„Feierabend!“, verkündet der Kollege fettgedruckt im Slack-Channel. Github ist down, die Statusseite spricht von elevated errors und degraded performance und alles was wir zu sehen bekommen ist das Einhorn, der Github-Failwhale sozusagen, und jede Menge API-Errors. Es ist im Grunde traurig, aber es ist auch nicht ganz falsch, bestünde das Problem lange weiter, könnten wir tatsächlich Feierabend machen, denn ohne Github keine Entwicklung, jedenfalls keine, die versioniert, gereviewed oder deployt wird. Null. Nix.
Ich kann mich ja immer noch meinem Privatvergnügen widmen und Pause machen. Schnell die Seite des Feedreaders geöffnet, mal schauen, was Ben so schreibt heute… aber irgendwie lädt da nix. Der Titel steht da, aber die Daten scheinen bitweise aus der Leitung zu tröpfeln. Das fühlt sich an, als wate man durch warmen, kniehohen Teer. So geht das nicht, so kann ich nicht lesen. Dann doch zurück an die Arbeit.
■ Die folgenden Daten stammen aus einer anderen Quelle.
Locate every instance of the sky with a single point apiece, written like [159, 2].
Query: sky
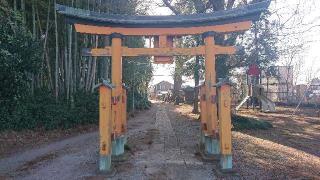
[310, 56]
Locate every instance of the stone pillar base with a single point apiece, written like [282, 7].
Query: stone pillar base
[212, 146]
[105, 163]
[226, 162]
[118, 145]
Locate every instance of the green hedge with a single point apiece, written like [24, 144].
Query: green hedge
[42, 111]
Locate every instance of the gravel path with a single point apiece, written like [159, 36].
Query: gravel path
[156, 153]
[162, 144]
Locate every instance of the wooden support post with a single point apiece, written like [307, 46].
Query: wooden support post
[224, 112]
[163, 42]
[211, 139]
[210, 81]
[203, 115]
[105, 127]
[124, 109]
[116, 78]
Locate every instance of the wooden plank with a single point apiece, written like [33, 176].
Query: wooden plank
[210, 90]
[105, 123]
[224, 28]
[224, 110]
[159, 51]
[116, 78]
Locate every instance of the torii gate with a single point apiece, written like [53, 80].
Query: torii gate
[215, 98]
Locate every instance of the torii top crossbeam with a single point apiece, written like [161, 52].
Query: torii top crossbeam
[238, 19]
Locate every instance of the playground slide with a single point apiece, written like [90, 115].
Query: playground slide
[242, 102]
[267, 104]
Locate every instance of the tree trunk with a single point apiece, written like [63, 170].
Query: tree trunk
[46, 55]
[196, 86]
[15, 5]
[23, 8]
[57, 56]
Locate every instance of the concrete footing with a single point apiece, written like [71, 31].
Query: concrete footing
[212, 146]
[226, 162]
[202, 138]
[118, 145]
[105, 163]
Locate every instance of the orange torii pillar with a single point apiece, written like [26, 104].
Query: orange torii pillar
[105, 126]
[124, 116]
[224, 113]
[203, 114]
[116, 78]
[211, 144]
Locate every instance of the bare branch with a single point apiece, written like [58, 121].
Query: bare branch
[168, 4]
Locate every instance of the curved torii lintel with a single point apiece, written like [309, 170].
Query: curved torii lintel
[238, 19]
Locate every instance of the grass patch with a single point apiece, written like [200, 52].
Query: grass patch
[247, 123]
[127, 147]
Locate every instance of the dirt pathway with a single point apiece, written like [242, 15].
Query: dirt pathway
[155, 154]
[162, 143]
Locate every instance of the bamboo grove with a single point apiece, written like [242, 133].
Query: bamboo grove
[62, 79]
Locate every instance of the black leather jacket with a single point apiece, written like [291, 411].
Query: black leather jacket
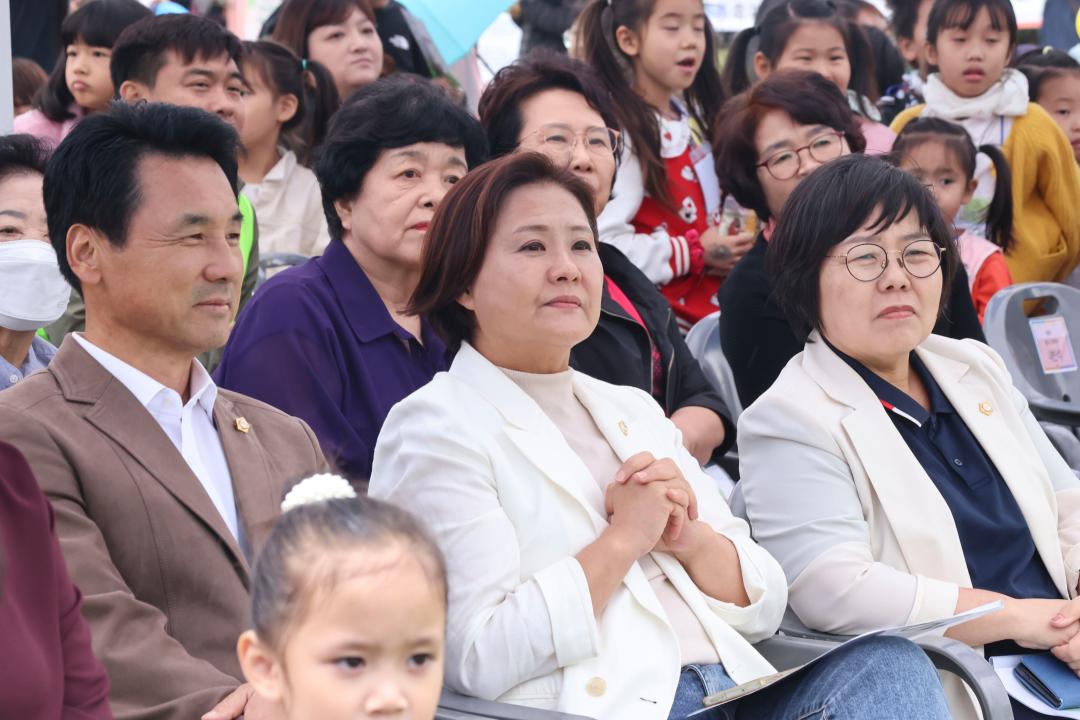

„API Error: 529 Overloaded.“, druckt mein Command Line Interface auf den Bildschirm. Claude ist down. Was machen wir jetzt? „Selber denken“, scherzt einer, als wenn wir das noch könnten. Eine irre Vorstellung, ich denke lange nach, wie das denn gehen soll. Selber denken. Eigentlich eine spannende Idee, ich mache dann aber doch lieber Feierabend.
Hihi, das ehr mit ja, dass ich Ausfallhandlung bin. Da träfe es sich gut, dass ich heute gleich drei Filmrezensionen veröffentlicht habe, wenn Dein Feedreader mitspielte. Dass der so langsam ist … da kann ich aber nix für oder?
Warum ich aber eigentlich kommentieren wollte: Warum habt ihr nicht ein selbstgehostetes Gitlab?